Eski belli ki eskimişliklerimiz.
Yeni bir değişim ve dönüşüm için arkada bırakmamız gerekenler...
Riya ile çürümüş ne varsa bize ait olan...
Kibir ve ego ile yaptığımız ne kadar putumuz varsa tek tek kırarak, hakka yönelmeye kendimizi davet etsek.
TEVBE (nefs-i insani) basamağı ile “Niyet” etmeli insan kendi manzarasının serüvenine…
Hatalarımızın seyrinde pişmanlık pınarı ile doldururken avuçlarımızı, hastalıklı alışkanlıklarımızdan kurtulmanın arzuhalini arınma dileği ile mühürleyip yollamak “Tevbe edin, kabul edeyim” diyen Rabbe..
Tövbe ile yeniden uyanma basamağında yüzleşmek kendimizle..
Ruhumuzu ve bedenimizi, tahrip eden her şeyden özgürleştirmek...
Birinci basamakta yolculuğu, niyetin saflığına sabitleyerek adaba uygun devam etmek yola…
VERÂ (nefs-i levvâme) ile bedenî ve ruhî yüklerden tek tek kurtulmaya…
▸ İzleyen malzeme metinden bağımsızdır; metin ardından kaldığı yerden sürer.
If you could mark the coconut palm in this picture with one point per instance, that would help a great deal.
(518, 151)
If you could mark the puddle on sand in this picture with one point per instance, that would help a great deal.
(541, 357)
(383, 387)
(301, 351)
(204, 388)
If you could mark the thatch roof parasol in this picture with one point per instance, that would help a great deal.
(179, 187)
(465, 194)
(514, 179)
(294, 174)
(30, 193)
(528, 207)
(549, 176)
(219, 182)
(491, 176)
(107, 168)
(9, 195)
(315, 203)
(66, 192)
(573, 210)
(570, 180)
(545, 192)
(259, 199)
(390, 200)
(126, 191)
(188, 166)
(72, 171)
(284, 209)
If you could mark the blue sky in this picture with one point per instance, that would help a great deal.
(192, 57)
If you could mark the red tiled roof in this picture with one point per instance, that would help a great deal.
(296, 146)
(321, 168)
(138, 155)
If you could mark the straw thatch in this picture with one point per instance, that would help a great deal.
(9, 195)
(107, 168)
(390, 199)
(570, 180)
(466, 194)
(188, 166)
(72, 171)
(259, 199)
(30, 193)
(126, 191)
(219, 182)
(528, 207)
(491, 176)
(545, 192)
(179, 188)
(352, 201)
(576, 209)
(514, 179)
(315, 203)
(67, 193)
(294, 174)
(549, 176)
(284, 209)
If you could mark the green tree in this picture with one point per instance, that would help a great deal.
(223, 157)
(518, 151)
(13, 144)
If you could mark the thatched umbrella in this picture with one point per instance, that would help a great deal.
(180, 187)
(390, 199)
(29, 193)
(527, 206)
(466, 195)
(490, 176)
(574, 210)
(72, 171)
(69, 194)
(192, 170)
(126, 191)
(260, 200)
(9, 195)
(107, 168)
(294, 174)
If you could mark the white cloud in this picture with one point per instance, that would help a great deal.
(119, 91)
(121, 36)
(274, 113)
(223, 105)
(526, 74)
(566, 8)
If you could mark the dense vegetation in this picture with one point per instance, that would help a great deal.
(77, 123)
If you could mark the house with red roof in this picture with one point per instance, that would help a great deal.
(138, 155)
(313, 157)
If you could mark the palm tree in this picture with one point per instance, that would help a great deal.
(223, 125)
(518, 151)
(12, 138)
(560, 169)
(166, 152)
Artık dünyanın makyaj yapılmış bir kocakarı olduğunun bilinci ile başını yoluna eğerek arınmaya devam etmeye…
Adımlarımızı ‘eskiden kurtuluşa’ değil, ‘yeniden doğuşa’ atmaya
Havf ve Recâ arasında umut ipine tutunmaya…
Dünyevi arzularımızı bir bir çıkarıp atarken, ‘kınama’ tokmağı ile tozunu alarak nefsimizin, umut ile hedefe yaklaşıp, geleceğimizi inşa etmeye…
Dirilttiklerimize sıkı sıkıya sarılarak.
ZÜHD (nefes-i mülhime) misafirhanesine doğru yol almaya…
Dünyalık şeylere rağbet etmemek ve arzulamaktan arınmak yoluna girerken…
Dünya malından, makam, mevki, şan ve şöhretin esaretinden azad olmayı dilemeye…
Sadece haramlardan uzak durmaya değil, mübah olanların da azıyla yetinmeye nefsimizi terbiye etmeye…
Peygamber-i Zîşân’ın tabiriyle “Az yemek, az uyumak, az konuşmak” ilkesini doktrin kabul etmeye…
Bâyezîd-i Bistâmî’ye ‘zühd' sorulduğunda, “Ben zühdde üç gün (devir) kaldım, dördüncü gün zühdden çıktım.
İlk gün, dünyaya ve dünyada olan şeylere, ikinci gün âhirete ve orada bulunan şeylere, üçüncü gün Allah’tan başka ne varsa hepsine karşı zâhid oldum.
Dördüncü gün olunca bana Allah’tan başka bir şey kalmadı ve ilâhî aşk beni şaşkına çevirdi” şeklinde cevap vermiştir.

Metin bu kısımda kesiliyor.